One of the most wonderful things about the bubbles is that they bring people together. Rondeau tells me, “I’ve met almost all my neighbors and some new friends as well.”
“Who’s the last person you met that really stood out to you?” I asked him, and he shared this story:
“Last Saturday we were on the street when a 6-foot tall bearded man on a skateboard came riding by. He was wearing a torn blue dress. And as he passed through the bubbles he graciously shouted to me, ‘Thank you for the bubbles!’ That guy made my night.”

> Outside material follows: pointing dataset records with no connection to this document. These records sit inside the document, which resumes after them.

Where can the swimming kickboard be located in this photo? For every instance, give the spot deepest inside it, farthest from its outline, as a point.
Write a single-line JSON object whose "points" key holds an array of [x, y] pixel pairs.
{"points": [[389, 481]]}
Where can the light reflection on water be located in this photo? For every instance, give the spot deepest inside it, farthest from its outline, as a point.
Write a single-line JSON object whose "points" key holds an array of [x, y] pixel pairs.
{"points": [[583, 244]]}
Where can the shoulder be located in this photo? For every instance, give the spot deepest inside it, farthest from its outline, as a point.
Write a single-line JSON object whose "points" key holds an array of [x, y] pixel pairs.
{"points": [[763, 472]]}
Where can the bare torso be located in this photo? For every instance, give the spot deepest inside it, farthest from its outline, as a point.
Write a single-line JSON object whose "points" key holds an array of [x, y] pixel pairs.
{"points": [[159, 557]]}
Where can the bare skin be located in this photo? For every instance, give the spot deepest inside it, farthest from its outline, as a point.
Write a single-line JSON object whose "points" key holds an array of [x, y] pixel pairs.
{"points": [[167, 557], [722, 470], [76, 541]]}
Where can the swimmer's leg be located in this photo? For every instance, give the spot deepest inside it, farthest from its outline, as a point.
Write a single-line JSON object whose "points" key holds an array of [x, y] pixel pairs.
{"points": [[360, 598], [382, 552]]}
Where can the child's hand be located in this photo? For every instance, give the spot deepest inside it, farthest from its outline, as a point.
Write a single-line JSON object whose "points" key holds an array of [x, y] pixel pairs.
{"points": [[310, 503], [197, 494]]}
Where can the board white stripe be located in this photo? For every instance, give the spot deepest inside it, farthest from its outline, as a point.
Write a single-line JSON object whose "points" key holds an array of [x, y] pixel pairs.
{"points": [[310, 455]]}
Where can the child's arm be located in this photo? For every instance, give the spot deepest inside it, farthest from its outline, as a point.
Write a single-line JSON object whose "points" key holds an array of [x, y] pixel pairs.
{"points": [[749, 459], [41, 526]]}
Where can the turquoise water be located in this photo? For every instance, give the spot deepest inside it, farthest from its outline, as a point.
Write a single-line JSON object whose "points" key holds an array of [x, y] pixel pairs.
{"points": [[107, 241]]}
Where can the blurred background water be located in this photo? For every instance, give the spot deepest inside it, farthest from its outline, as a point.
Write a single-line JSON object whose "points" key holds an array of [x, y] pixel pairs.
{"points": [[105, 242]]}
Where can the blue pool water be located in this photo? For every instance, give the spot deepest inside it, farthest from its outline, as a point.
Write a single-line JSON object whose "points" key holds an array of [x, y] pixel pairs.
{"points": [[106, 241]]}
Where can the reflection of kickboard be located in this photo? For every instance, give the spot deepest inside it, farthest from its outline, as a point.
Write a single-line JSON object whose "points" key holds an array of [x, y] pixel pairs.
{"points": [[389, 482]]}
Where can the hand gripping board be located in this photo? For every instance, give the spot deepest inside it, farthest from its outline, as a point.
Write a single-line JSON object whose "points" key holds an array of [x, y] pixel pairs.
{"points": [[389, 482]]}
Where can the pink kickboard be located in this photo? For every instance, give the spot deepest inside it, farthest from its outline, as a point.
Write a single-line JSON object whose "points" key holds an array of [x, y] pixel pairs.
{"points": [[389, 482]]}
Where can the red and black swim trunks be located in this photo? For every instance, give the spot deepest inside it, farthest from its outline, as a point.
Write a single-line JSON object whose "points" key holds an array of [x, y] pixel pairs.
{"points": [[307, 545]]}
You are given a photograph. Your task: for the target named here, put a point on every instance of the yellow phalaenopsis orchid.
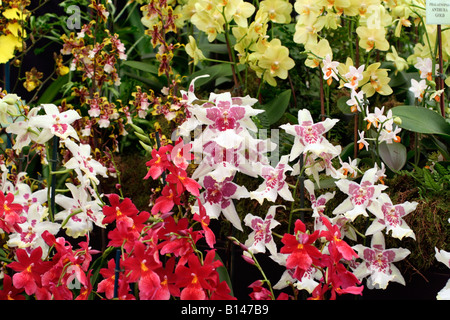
(193, 51)
(399, 62)
(278, 11)
(317, 52)
(8, 44)
(376, 80)
(370, 38)
(275, 62)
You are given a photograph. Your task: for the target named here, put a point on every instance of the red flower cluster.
(303, 253)
(51, 279)
(174, 161)
(160, 259)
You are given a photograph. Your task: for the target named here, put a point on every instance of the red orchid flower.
(119, 210)
(10, 292)
(10, 214)
(334, 236)
(183, 182)
(204, 220)
(180, 154)
(29, 270)
(300, 246)
(159, 162)
(166, 201)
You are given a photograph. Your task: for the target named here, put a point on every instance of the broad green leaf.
(275, 109)
(421, 120)
(223, 274)
(214, 72)
(394, 155)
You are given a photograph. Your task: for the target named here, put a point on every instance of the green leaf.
(143, 66)
(421, 120)
(343, 106)
(275, 109)
(214, 72)
(144, 138)
(223, 274)
(52, 90)
(394, 155)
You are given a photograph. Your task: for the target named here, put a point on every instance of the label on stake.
(438, 11)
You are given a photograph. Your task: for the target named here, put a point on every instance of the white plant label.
(438, 11)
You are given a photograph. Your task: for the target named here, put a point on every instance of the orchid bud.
(248, 258)
(398, 120)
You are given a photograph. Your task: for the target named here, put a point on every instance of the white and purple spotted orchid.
(274, 183)
(309, 135)
(444, 257)
(55, 123)
(390, 216)
(218, 198)
(187, 99)
(377, 263)
(362, 196)
(36, 224)
(81, 211)
(82, 161)
(317, 204)
(261, 236)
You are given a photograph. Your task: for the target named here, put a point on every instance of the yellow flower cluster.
(269, 59)
(12, 18)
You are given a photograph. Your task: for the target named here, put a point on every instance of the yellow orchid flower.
(376, 80)
(275, 62)
(14, 14)
(32, 79)
(210, 22)
(399, 62)
(8, 44)
(337, 4)
(239, 11)
(308, 33)
(360, 7)
(193, 51)
(317, 52)
(278, 11)
(372, 38)
(308, 10)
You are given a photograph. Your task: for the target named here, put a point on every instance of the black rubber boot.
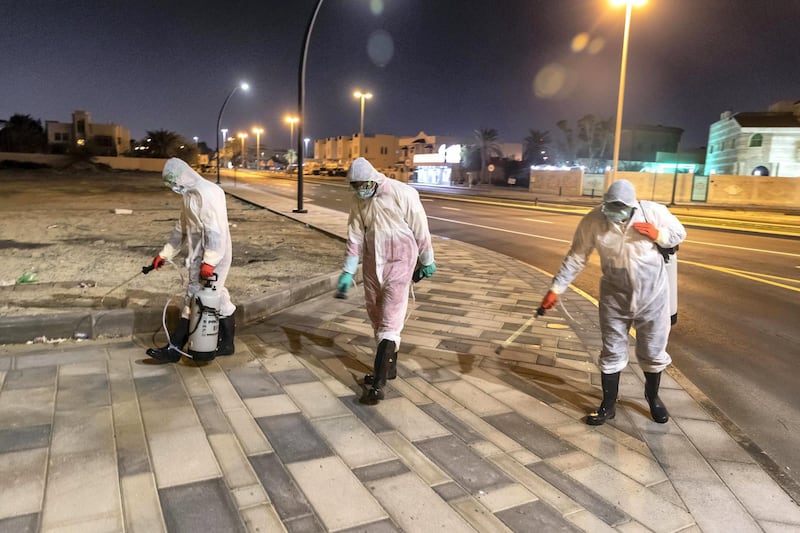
(652, 380)
(385, 352)
(391, 372)
(608, 407)
(178, 339)
(227, 328)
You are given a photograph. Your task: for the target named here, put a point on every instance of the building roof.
(767, 120)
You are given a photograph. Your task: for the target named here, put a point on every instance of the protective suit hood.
(362, 170)
(621, 191)
(178, 173)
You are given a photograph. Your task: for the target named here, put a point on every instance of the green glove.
(424, 271)
(344, 283)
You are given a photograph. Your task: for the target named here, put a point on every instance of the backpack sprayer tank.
(204, 322)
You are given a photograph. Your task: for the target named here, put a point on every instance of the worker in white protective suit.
(388, 230)
(633, 289)
(203, 229)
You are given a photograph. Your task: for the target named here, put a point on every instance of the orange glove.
(646, 229)
(206, 271)
(549, 300)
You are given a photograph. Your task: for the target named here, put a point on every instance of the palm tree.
(535, 145)
(487, 144)
(163, 143)
(23, 134)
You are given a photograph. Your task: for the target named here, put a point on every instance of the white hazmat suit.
(202, 228)
(389, 231)
(634, 288)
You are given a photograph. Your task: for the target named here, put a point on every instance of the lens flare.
(376, 6)
(597, 44)
(579, 42)
(550, 81)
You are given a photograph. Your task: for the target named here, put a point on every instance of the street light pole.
(258, 132)
(301, 98)
(243, 136)
(243, 87)
(621, 96)
(363, 97)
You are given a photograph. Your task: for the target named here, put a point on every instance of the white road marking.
(504, 230)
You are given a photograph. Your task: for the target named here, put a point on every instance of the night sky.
(447, 67)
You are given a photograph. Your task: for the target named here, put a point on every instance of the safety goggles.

Make bubbles and you are making people happy. And the happiness that comes out if it is disproportionately higher than the effort that goes into it. If you put in 100%, what you get back is 1000% percent.
How to Make Big Bubbles
Since writing this piece, Alexis has relocated to Berlin. Which means the Bushwick sky this summer will be less majestic than in years past. Unless we do something about it! It’s up to you to keep the magic afloat. The recipe is simple:
Ingredients for the Bubble Solution
- 1 Big Plastic Bucket
- 1 Bottle 24 fl oz Blue Dawn Ultra Dish Soap (~$6)
- 1 Tbsp J-Lube Polyethylene Polymer (Buy on Amazon ~$30, lasts for 50+ buckets)
- 3 Gallons of Water
Ingredients for Bubble Wands
Step-by-step your first time making bubbles:
- Cut off a long piece of rope 3x the length of one dowel
- Cut rope into 2 pieces: 1x length of dowel, 2x length of dowel
- If your rope has a nylon core, pull it out inch by inch
- Knot ropes
- Attach knotted edges to dowels
- Soak Bubble Wand Ropes in solution for at least 20 minutes
- Dip the wands in bubble mix
- Cover the world in bubbles!
Tips & Tricks: Bubbles are sensitive so avoid hot sun. Dry air and too much wind will make ‘em pop too quickly, too.
Bushwick is a feeling. Now spread that feeling. Bubble safely!
*Bubble recipe courtesy of Dr. Bubbles himself.